Categorical encoding is a python library in the scikit-learn-contrib family for encoding categorical variables as numeric. Our goals are to:
- Provide a variety of different techniques for encoding
- Provide a common, familiar API to all of these encoders
- Support both numpy arrays and pandas dataframes equally
- Be an all around nice project to use and contribute to
With that in mind, we welcome and in fact would love some help.
The preferred workflow to contribute to git-pandas is:
-
Fork this repository into your own github account.
-
Clone the fork and install project via poetry:
$ git clone [email protected]:YourLogin/category_encoders.git $ cd category_encoders $ poetry install
-
Create a branch for your new awesome feature, do not work in the master branch:
$ git checkout -b new-awesome-feature
-
Write some code, or docs, or tests.
-
When you are done, submit a pull request.

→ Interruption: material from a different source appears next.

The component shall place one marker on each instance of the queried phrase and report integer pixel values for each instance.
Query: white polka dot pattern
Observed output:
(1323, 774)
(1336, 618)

This is still a very young project, but we do have a few guiding principles:
- Maintain semantics of the scikit-learn API
- Write detailed docstrings in numpy format
- Support pandas dataframes and numpy arrays as inputs
- Write tests
To run the tests, use:
$ pytest
There are usually some issues in the project github page looking for contributors, if not you're welcome to propose some ideas there, or a great first step is often to just use the library, and add to the examples directory. This helps us with documentation, and often helps to find things that would make the library better to use.